Para entonces ya había comenzado a beber de manera desmesurada.
Claro que también sigue viajando. Conoce personalmente a Stefan Zweig, cuya relación epistolar se publicaría de manera póstuma como Ser amigo mío es funesto. Fue Zweig quien le ofreció costearle un tratamiento de rehabilitación para el alcoholismo. “Quiere pagar por mí porque sabe que, sin alcohol, yo no podría escribir una línea”, fue su lapidaria respuesta.
Huida y fin de Joseph Roth será su gran biografía, escrita por su amigo Soma Morgenstern –formado también en Viena, también exiliado por su condición de judío–, con quien compartió aquellos años en la Ciudad Luz. “No puedo dejar de pensar que el alcohol era su destino para lo bueno y para lo malo”, escribió Morgenstern. “¿Para lo bueno también? Sí, porque hubo momentos en que el alcohol lo ayudó a soportar la adversidad. Creó a su alrededor una cerrazón tras la cual pudo hallarse en soledad y encontrar valor para seguir durando. Y, en él, seguir durando significaba seguir escribiendo”.

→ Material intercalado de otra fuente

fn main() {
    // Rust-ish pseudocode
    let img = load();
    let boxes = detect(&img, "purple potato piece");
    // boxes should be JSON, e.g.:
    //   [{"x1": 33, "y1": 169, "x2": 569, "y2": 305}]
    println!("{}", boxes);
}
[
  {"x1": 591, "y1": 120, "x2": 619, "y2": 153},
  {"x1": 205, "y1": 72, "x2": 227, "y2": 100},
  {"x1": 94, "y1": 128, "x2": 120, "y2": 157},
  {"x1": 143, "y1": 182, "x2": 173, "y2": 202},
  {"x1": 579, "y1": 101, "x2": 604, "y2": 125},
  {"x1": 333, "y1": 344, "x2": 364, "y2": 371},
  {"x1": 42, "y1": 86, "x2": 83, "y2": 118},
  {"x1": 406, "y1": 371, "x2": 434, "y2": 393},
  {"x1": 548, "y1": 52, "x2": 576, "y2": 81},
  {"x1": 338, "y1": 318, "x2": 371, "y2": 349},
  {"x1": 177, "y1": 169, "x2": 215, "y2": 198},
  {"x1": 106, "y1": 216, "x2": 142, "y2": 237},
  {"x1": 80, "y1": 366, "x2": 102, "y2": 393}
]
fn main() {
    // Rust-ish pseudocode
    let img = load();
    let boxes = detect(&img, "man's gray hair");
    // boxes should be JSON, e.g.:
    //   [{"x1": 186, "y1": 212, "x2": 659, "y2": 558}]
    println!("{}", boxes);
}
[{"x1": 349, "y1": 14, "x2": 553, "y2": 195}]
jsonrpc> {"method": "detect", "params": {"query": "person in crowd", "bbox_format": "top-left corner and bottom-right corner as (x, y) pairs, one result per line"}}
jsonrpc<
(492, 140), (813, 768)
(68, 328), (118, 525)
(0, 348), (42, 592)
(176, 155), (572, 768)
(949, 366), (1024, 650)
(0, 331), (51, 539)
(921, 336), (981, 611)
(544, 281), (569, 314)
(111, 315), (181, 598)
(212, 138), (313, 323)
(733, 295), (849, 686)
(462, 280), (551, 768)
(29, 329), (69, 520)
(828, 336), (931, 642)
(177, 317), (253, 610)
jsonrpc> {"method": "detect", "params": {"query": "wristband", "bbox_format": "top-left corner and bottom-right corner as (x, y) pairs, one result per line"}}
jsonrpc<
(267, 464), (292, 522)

Roth supo confesarle alguna vez que todas sus buenas ideas le venían bebiendo: “Si quieres, te enseño todos los buenos pasajes y te digo a cuál bebida se lo debo”. “Te tomas todo demasiado en serio”, le redoblaba la apuesta Roth a Morgenstern. “Por eso no vivirás mucho más. Ya ves: yo soy un despojo, pero estoy mejor adaptado a esta época que tú. Y te sobreviviré”. Claro que no: no lo sobrevivió. Morgenster logró huir a Estados Unidos antes de ser cazado por los nazis mientras buena parte de su familia moría en campos de concentración.
Ya no importa que tan alto hubiera llegado Roth de no ser por el alcohol. Dicen que no hay manera de evitar el fondo de una botella. Quién sabe. Murió de cirrosis, en un hotel parisino, al borde del delirio, tres meses antes de que estallara la Segunda Guerra. Tenía cuarenta y cinco años. Así nacía su propia leyenda: Dios le regaló a él, bebedor, la muerte, quién sabe si tan liviana, quién sabe si tan hermosa.